I ground through this cinder-block sized book with an ever-increasing sense of despair about what was happening in its pages. The first four hundred pages are mostly devoted to a torturously slow mining mining operation, mingled with bureaucratic meddling and Terl's dead-end schemes against other Psychlos. But just when the book seems like it should be wrapping up... it's not even half over. It feels like Hubbard was determined to make this book the size of "Lord of the Rings," and nothing would deter him. So he piles on one new subplot after another, like manure being shoveled into a ditch -- none of them properly interlock, they just sort of spring into existence so Jonnie has a new enemy to nobly stare down or shoot.

This book would be a hard read even if it were written brilliantly. Unfortunately, Hubbard's writing is almost comically bad. His attempts at political intrigue are absolute torture because the people involved are blithering morons, his action scenes are a list of bloodlessly-described events ("It had taken too long. The leading one was almost upon him. Fangs!"), and his dialogue is the stuff of parody ("I am sure you know these myths since they are religious and you appear to be a properly, politely, religious man").
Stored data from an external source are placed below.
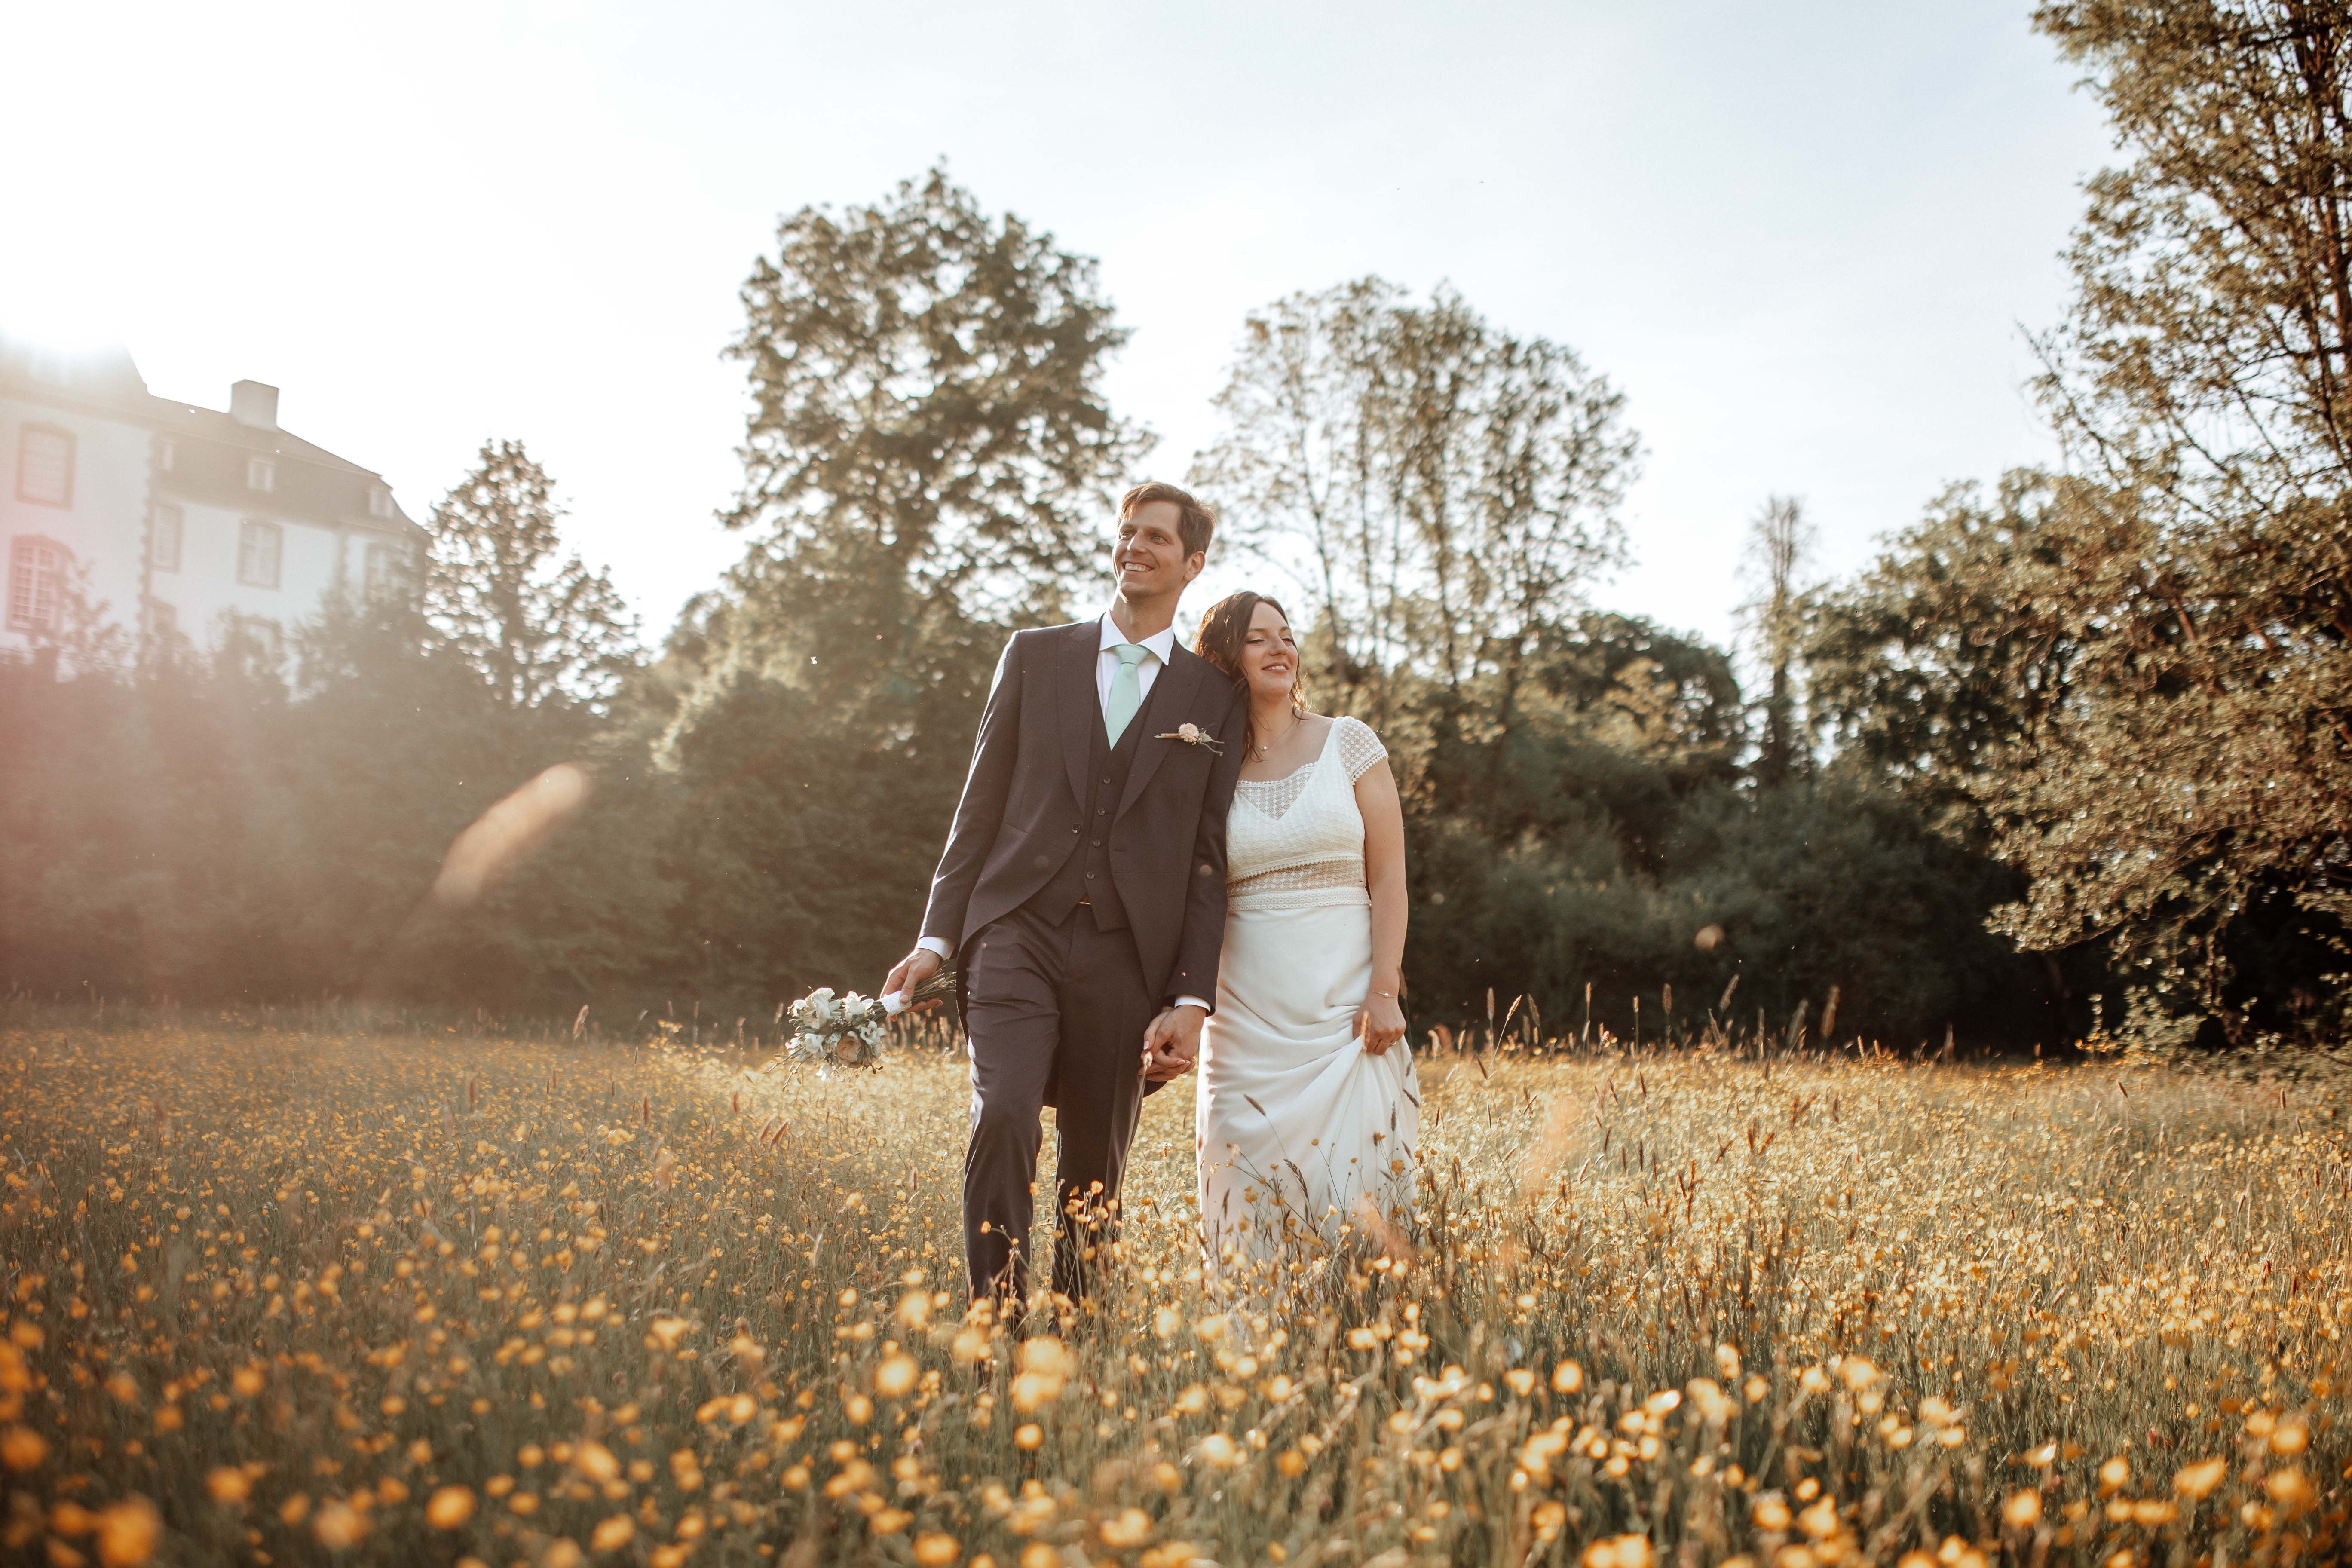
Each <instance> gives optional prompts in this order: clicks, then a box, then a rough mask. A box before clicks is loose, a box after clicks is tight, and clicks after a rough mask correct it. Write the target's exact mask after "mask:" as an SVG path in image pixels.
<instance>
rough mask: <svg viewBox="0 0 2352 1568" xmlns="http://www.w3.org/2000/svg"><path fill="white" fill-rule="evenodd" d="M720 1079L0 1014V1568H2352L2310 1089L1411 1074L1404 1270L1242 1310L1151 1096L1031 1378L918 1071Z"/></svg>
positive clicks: (697, 1066)
mask: <svg viewBox="0 0 2352 1568" xmlns="http://www.w3.org/2000/svg"><path fill="white" fill-rule="evenodd" d="M687 1039H691V1032H689V1034H687ZM762 1060H764V1058H760V1056H757V1053H741V1051H731V1048H715V1046H694V1044H675V1041H673V1044H666V1046H619V1044H595V1041H572V1039H492V1037H466V1034H456V1032H442V1034H421V1032H407V1034H362V1032H334V1030H322V1027H313V1030H287V1027H275V1025H270V1023H266V1020H249V1018H212V1020H209V1023H198V1020H195V1018H186V1020H179V1023H169V1025H158V1023H155V1020H153V1018H151V1020H143V1023H132V1025H118V1023H106V1020H96V1018H92V1016H78V1018H73V1020H61V1018H59V1016H35V1013H19V1016H16V1020H14V1023H12V1025H7V1027H0V1157H5V1166H7V1168H5V1182H7V1185H5V1192H0V1253H5V1269H7V1279H5V1286H7V1300H5V1314H7V1340H5V1345H0V1462H5V1469H7V1476H5V1481H7V1488H9V1497H7V1519H5V1526H0V1530H5V1544H7V1549H9V1554H12V1556H14V1559H16V1561H42V1554H45V1561H49V1563H59V1566H61V1568H73V1566H75V1563H82V1561H99V1563H139V1561H169V1563H226V1561H240V1563H242V1561H252V1563H294V1561H329V1559H350V1561H360V1559H367V1561H402V1563H407V1561H416V1563H461V1561H466V1559H473V1561H480V1563H532V1566H546V1568H567V1566H572V1563H588V1561H595V1563H654V1566H659V1568H670V1566H675V1563H684V1561H696V1563H764V1561H779V1559H781V1561H783V1563H790V1566H795V1568H802V1566H807V1563H830V1561H868V1563H922V1566H927V1568H948V1566H950V1563H969V1566H976V1568H978V1566H988V1568H1014V1566H1021V1568H1054V1566H1068V1568H1075V1566H1077V1563H1112V1561H1115V1563H1127V1566H1134V1568H1181V1566H1183V1563H1190V1561H1197V1559H1209V1561H1214V1563H1223V1566H1225V1568H1242V1566H1258V1563H1282V1566H1294V1568H1303V1566H1319V1563H1371V1566H1378V1568H1399V1566H1402V1563H1409V1561H1454V1563H1524V1561H1541V1563H1616V1566H1632V1563H1717V1561H1750V1563H1785V1566H1790V1568H1799V1566H1804V1563H1853V1561H1870V1563H1910V1566H1912V1568H1919V1566H1924V1563H1976V1561H2018V1563H2042V1561H2049V1563H2077V1561H2079V1563H2192V1561H2194V1563H2216V1566H2218V1563H2249V1561H2253V1563H2260V1561H2298V1559H2300V1561H2345V1559H2347V1556H2352V1547H2347V1544H2345V1542H2347V1528H2345V1500H2347V1493H2352V1486H2347V1481H2345V1469H2347V1455H2352V1446H2347V1436H2345V1427H2343V1425H2340V1422H2343V1418H2345V1408H2343V1406H2345V1380H2347V1378H2352V1363H2347V1359H2345V1354H2347V1347H2345V1342H2343V1338H2340V1335H2343V1328H2345V1319H2347V1314H2352V1197H2347V1164H2345V1161H2347V1140H2345V1128H2347V1100H2345V1093H2343V1088H2340V1086H2333V1084H2328V1081H2303V1084H2274V1081H2234V1079H2223V1077H2194V1074H2185V1072H2176V1070H2152V1067H2147V1070H2140V1067H2133V1070H2126V1067H2117V1065H2067V1067H2049V1065H2037V1063H2018V1065H1987V1067H1971V1065H1924V1063H1910V1060H1893V1058H1879V1056H1863V1053H1856V1051H1846V1053H1837V1056H1780V1058H1769V1056H1766V1058H1757V1056H1755V1053H1743V1051H1731V1048H1715V1051H1684V1053H1672V1056H1670V1053H1644V1056H1628V1053H1571V1056H1557V1058H1541V1056H1526V1053H1503V1056H1491V1058H1484V1060H1472V1058H1465V1056H1423V1086H1425V1100H1428V1110H1425V1126H1423V1135H1425V1147H1423V1152H1421V1154H1423V1173H1421V1215H1418V1218H1416V1225H1414V1227H1411V1234H1409V1237H1381V1239H1364V1237H1348V1239H1345V1246H1343V1251H1341V1253H1336V1255H1331V1258H1317V1260H1298V1262H1296V1265H1294V1267H1291V1269H1287V1272H1284V1274H1282V1286H1279V1293H1277V1295H1265V1293H1251V1295H1244V1298H1235V1300H1218V1298H1211V1295H1207V1293H1204V1286H1202V1272H1200V1255H1197V1241H1195V1213H1192V1204H1190V1192H1192V1173H1190V1164H1192V1150H1190V1093H1188V1091H1183V1088H1178V1091H1176V1093H1164V1095H1155V1098H1152V1100H1150V1103H1148V1114H1145V1124H1143V1135H1141V1152H1138V1159H1136V1175H1134V1180H1131V1187H1129V1211H1127V1213H1129V1218H1127V1234H1124V1244H1122V1253H1124V1255H1122V1260H1120V1276H1117V1284H1115V1286H1112V1288H1110V1291H1108V1293H1105V1295H1103V1300H1101V1307H1103V1312H1101V1314H1089V1316H1084V1319H1080V1321H1073V1324H1056V1321H1054V1319H1051V1314H1049V1312H1047V1314H1040V1316H1035V1319H1033V1321H1030V1324H1028V1326H1025V1328H1028V1338H1016V1335H1009V1333H1007V1331H1004V1326H988V1324H967V1319H964V1300H962V1288H960V1274H962V1267H960V1241H957V1234H960V1232H957V1180H960V1154H962V1117H964V1088H962V1077H960V1072H957V1065H955V1060H953V1058H950V1056H946V1053H938V1051H908V1053H901V1056H896V1058H894V1060H889V1063H887V1067H884V1070H882V1072H875V1074H842V1072H833V1074H830V1077H823V1079H821V1077H818V1074H816V1072H814V1070H783V1072H764V1070H762ZM1049 1147H1051V1145H1049ZM1369 1241H1378V1246H1374V1244H1369ZM983 1368H993V1371H985V1373H983Z"/></svg>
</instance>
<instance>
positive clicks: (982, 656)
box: [666, 169, 1148, 992]
mask: <svg viewBox="0 0 2352 1568" xmlns="http://www.w3.org/2000/svg"><path fill="white" fill-rule="evenodd" d="M743 308H746V327H743V336H741V339H736V343H734V348H731V353H734V357H736V360H741V362H743V367H746V371H748V376H750V393H753V411H750V418H748V425H746V440H743V491H741V496H739V501H736V505H734V510H731V512H729V515H727V522H729V524H731V527H736V529H743V531H746V534H750V550H748V552H746V559H743V562H741V564H739V567H736V569H734V571H731V574H729V576H727V581H724V585H722V588H720V592H715V595H710V597H708V599H703V602H701V604H696V607H694V614H691V618H689V621H687V623H684V625H682V628H680V635H677V637H673V646H670V661H668V670H666V679H673V682H675V686H677V691H680V698H677V705H675V717H673V722H670V733H668V741H666V755H668V757H670V762H673V764H675V766H677V769H680V780H682V785H684V790H687V799H689V802H691V804H689V811H687V813H684V816H682V823H680V835H677V839H675V842H673V863H675V865H677V867H680V877H682V884H684V898H682V905H680V907H682V922H680V931H682V936H684V940H687V943H691V947H694V952H696V954H703V957H706V959H708V964H710V969H713V971H724V973H731V976H764V978H767V983H771V985H774V987H776V990H779V992H783V990H795V987H800V990H804V987H809V985H816V983H830V985H849V983H868V980H870V978H877V976H880V966H882V964H887V959H889V957H896V952H901V950H903V943H906V940H908V938H910V933H913V926H915V919H917V914H920V907H922V886H924V879H927V875H929V870H931V863H934V860H936V856H938V842H941V837H943V832H946V825H948V816H950V813H953V806H955V790H957V785H960V780H962V773H964V762H967V757H969V748H971V731H974V726H976V722H978V710H981V701H983V693H985V686H988V670H990V663H993V658H995V654H997V649H1000V646H1002V639H1004V635H1007V630H1009V628H1011V625H1023V623H1037V621H1047V618H1061V616H1065V614H1068V611H1070V609H1073V599H1075V595H1077V592H1082V585H1087V581H1089V578H1096V581H1098V574H1101V564H1098V562H1101V552H1103V550H1108V538H1110V510H1112V501H1115V496H1117V491H1120V489H1122V487H1124V484H1127V482H1129V480H1134V477H1136V475H1134V461H1136V458H1138V456H1141V451H1143V447H1145V440H1148V437H1145V435H1143V433H1141V430H1136V428H1134V425H1131V423H1127V421H1122V418H1117V416H1115V414H1112V409H1110V402H1108V395H1105V393H1103V369H1105V362H1108V357H1110V355H1112V353H1115V350H1117V348H1120V343H1122V341H1124V339H1127V334H1124V331H1122V329H1120V327H1117V324H1115V322H1112V310H1110V301H1108V299H1103V294H1101V287H1098V280H1096V263H1094V261H1091V259H1087V256H1077V254H1073V252H1065V249H1061V247H1056V242H1054V237H1051V235H1047V233H1040V230H1033V228H1030V226H1028V223H1023V221H1021V219H1018V216H1011V214H988V212H983V209H981V205H978V202H976V200H974V197H971V193H967V190H962V188H957V186H955V183H950V181H948V176H946V172H941V169H934V172H929V174H927V176H924V179H920V181H906V183H901V186H898V188H896V190H894V193H891V195H889V197H887V200H882V202H875V205H866V207H851V209H847V212H828V209H818V207H807V209H802V212H795V214H793V216H788V219H786V221H783V223H781V228H779V235H776V252H774V254H769V256H762V259H760V261H757V266H755V268H753V275H750V280H748V282H746V284H743ZM868 969H870V971H873V976H866V971H868Z"/></svg>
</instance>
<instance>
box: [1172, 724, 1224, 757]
mask: <svg viewBox="0 0 2352 1568" xmlns="http://www.w3.org/2000/svg"><path fill="white" fill-rule="evenodd" d="M1160 738H1162V741H1183V743H1185V745H1204V748H1209V750H1211V752H1216V755H1218V757H1223V755H1225V743H1223V741H1218V738H1216V736H1211V733H1209V731H1207V729H1202V726H1200V724H1178V726H1176V729H1171V731H1167V733H1162V736H1160Z"/></svg>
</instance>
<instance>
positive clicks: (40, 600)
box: [7, 534, 73, 632]
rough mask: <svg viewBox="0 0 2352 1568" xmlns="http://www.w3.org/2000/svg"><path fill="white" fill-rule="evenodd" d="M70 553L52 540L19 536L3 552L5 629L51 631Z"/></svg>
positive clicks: (69, 561)
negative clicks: (4, 607) (7, 547)
mask: <svg viewBox="0 0 2352 1568" xmlns="http://www.w3.org/2000/svg"><path fill="white" fill-rule="evenodd" d="M71 569H73V552H68V550H66V545H61V543H56V541H54V538H38V536H33V534H19V536H16V538H12V541H9V550H7V630H12V632H54V630H56V618H59V611H61V609H64V604H66V571H71Z"/></svg>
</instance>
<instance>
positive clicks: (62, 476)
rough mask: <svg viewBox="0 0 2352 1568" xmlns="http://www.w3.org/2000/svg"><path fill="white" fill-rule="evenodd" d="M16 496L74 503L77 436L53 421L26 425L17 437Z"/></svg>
mask: <svg viewBox="0 0 2352 1568" xmlns="http://www.w3.org/2000/svg"><path fill="white" fill-rule="evenodd" d="M16 498H19V501H33V503H38V505H73V437H71V435H66V433H64V430H52V428H49V425H26V428H24V433H21V435H19V437H16Z"/></svg>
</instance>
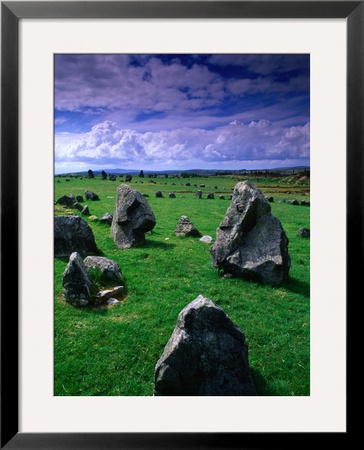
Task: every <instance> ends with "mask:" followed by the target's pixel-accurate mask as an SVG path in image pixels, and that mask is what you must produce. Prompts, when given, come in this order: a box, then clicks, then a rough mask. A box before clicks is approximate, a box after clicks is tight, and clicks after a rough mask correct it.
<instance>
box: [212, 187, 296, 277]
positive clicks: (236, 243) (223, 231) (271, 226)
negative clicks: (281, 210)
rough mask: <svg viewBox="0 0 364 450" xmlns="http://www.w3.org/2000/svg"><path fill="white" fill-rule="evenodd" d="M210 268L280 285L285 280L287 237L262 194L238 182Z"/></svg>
mask: <svg viewBox="0 0 364 450" xmlns="http://www.w3.org/2000/svg"><path fill="white" fill-rule="evenodd" d="M210 252H211V257H212V265H213V267H214V268H215V269H219V270H222V271H223V273H231V274H233V275H234V276H237V277H242V278H245V279H249V280H255V281H258V282H261V283H268V284H272V285H279V284H281V283H282V282H284V281H285V280H286V279H287V278H288V274H289V269H290V265H291V264H290V256H289V254H288V238H287V235H286V233H285V231H284V230H283V227H282V225H281V223H280V221H279V220H278V219H277V218H276V217H274V216H273V215H272V214H271V206H270V203H269V202H268V200H267V199H266V198H265V197H264V195H263V194H262V192H261V191H260V190H259V189H258V188H257V187H256V186H254V185H253V183H251V182H249V181H244V182H240V183H238V184H237V185H236V186H235V188H234V192H233V195H232V199H231V204H230V206H229V208H228V210H227V212H226V215H225V217H224V219H223V220H222V222H221V224H220V227H219V228H218V229H217V230H216V241H215V243H214V244H213V245H212V247H211V248H210Z"/></svg>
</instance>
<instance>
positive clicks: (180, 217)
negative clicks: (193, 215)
mask: <svg viewBox="0 0 364 450" xmlns="http://www.w3.org/2000/svg"><path fill="white" fill-rule="evenodd" d="M174 234H175V235H176V236H180V237H186V236H196V237H200V236H202V234H201V233H200V232H199V231H198V229H197V228H196V227H195V226H194V225H193V223H191V221H190V219H189V218H188V217H187V216H181V217H180V218H179V220H178V222H177V226H176V229H175V230H174Z"/></svg>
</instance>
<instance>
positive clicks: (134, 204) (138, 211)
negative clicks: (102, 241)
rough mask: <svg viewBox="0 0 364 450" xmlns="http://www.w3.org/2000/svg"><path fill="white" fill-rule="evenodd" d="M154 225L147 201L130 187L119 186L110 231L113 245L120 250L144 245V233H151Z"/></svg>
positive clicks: (121, 185) (120, 185) (144, 241)
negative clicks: (150, 231)
mask: <svg viewBox="0 0 364 450" xmlns="http://www.w3.org/2000/svg"><path fill="white" fill-rule="evenodd" d="M156 223H157V222H156V219H155V217H154V213H153V211H152V208H151V207H150V205H149V203H148V202H147V200H146V199H145V198H144V197H143V196H142V195H141V194H140V193H139V192H138V191H136V190H135V189H133V188H131V187H130V186H128V185H126V184H121V185H119V187H118V188H117V191H116V199H115V208H114V214H113V220H112V223H111V230H110V235H111V237H112V238H113V239H114V242H115V244H116V245H117V246H118V247H119V248H121V249H125V248H130V247H135V246H138V245H141V244H144V243H145V242H146V240H145V233H147V232H148V231H151V230H152V229H153V228H154V227H155V225H156Z"/></svg>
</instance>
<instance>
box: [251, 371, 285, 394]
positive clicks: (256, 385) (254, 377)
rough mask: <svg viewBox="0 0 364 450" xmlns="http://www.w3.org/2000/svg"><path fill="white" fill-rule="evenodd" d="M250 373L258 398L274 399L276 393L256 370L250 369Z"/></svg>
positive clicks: (263, 378) (272, 388) (265, 379)
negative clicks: (272, 398) (273, 398)
mask: <svg viewBox="0 0 364 450" xmlns="http://www.w3.org/2000/svg"><path fill="white" fill-rule="evenodd" d="M250 373H251V376H252V378H253V381H254V384H255V388H256V390H257V395H258V396H266V397H268V396H271V397H274V396H278V395H279V394H278V392H277V391H276V390H275V389H274V388H273V387H272V386H270V384H269V383H268V382H267V380H266V379H265V378H264V377H262V376H261V375H260V373H259V372H258V371H257V370H254V369H250Z"/></svg>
And of course, there's the racism. Hubbard unironically depicts all nationalities by their stereotypes (Scots have kilts and claymores, the Swiss make good knives, etc), and when he gets to Africa, he depicts the locals as dirty, ugly, barbaric, sexually-deviant, child-molesting cannibals... while Jonnie and his girlfriend are physically perfect blondes. Interpret that as you will. Oh, and the only handicapped person in the whole world is evil, AND named "Brown."

As the final indignity, Hubbard writes his characters with just enough dimension and depth that you can fold them into origami. Jonnie himself is held up as a naked Gary Stu -- a noble, intelligent, free-thinking natural leader who can instantly inspire hundreds to follow him into suicidal slavery, who every right-thinking person worships, and who can cow everyone with a single stare. They put him on CURRENCY. Never mind that he's an arrogant bully who ends up committing genocide, and never gives us a reason to like him. The other characters are either flat (his Barbie-doll love interest, Chrissie), offensively dumb (Terl) or ludicrous (a post-apocalyptic Nazi... no, really, he worships Hitler).

This is the worst kind of 1950s sci-fi pulp, except it was written in 1982... you know, when greats like Arthur C. Clarke, Douglas Adams, Philip K. Dick, Roger Zelazny, Gene Wolfe, Alan Dean Foster were presenting us with great, groundbreaking sci-fi. It may take place in the year 3000, but it feels like it takes a thousand years of radioactive deprivation to get there.